Yahoo Layoffs: This Could Get Ugly (Page 1 of 4 )
Blogs and more respected publications such as the
New York Times and the
Wall Street Journal talk about rumors that battered search engine Yahoo is about to make massive layoffs. Some sources tout numbers as large as 2,500. Is there any truth behind these rumors? And what are the implications?
Let’s address the first question first. I don’t know anyone willing to give me inside information at Yahoo, regardless of whether I use names. But I do read a lot, and I do have a certain sense of history. I distinctly remember when Jerry Yang, Yahoo’s co-founder, took the CEO slot away from Terry Semel in June of 2007. At that time he said he’d spend “the next 100 days or so focused on mapping out a strategic plan for the long-term success, working with our teams to put the right organization and the right people in place, and making any necessary changes.”
Those 100 days would have been up right around the time of Yahoo’s Q3 2007 earnings announcement. While Yahoo did deliver a solid quarter, it apparently wasn’t good enough for Wall Street. Net income for the quarter was $0.11 per share – exactly the same as the net income for the same period in 2006, when Terry Semel was still in power as CEO. It was as if Yahoo was simply delivering more of the same, even after the management changes (more than 17 executives at the vice president level or higher have left Yahoo since December 2006).

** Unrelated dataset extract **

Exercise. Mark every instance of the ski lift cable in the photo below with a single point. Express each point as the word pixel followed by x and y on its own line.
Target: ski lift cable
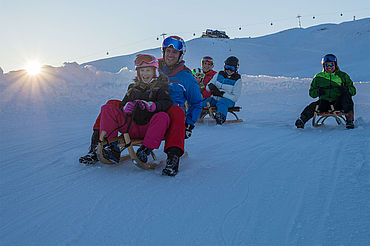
pixel 238 27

“More of the same” is not going to get Yahoo out of the fix it’s in. Henry Blodget of Silicon Alley Insider was predicting at the end of October last year that “Yahoo may have to lay off about 1,200 people.” Back then Blodget cited several years of recovery from the first dot-com bubble and an increasing stock price running headlong into “the Google juggernaut,” which “gobbled up much of Yahoo’s market share.” So if those layoffs actually happen, at least one person can say he saw it coming for months.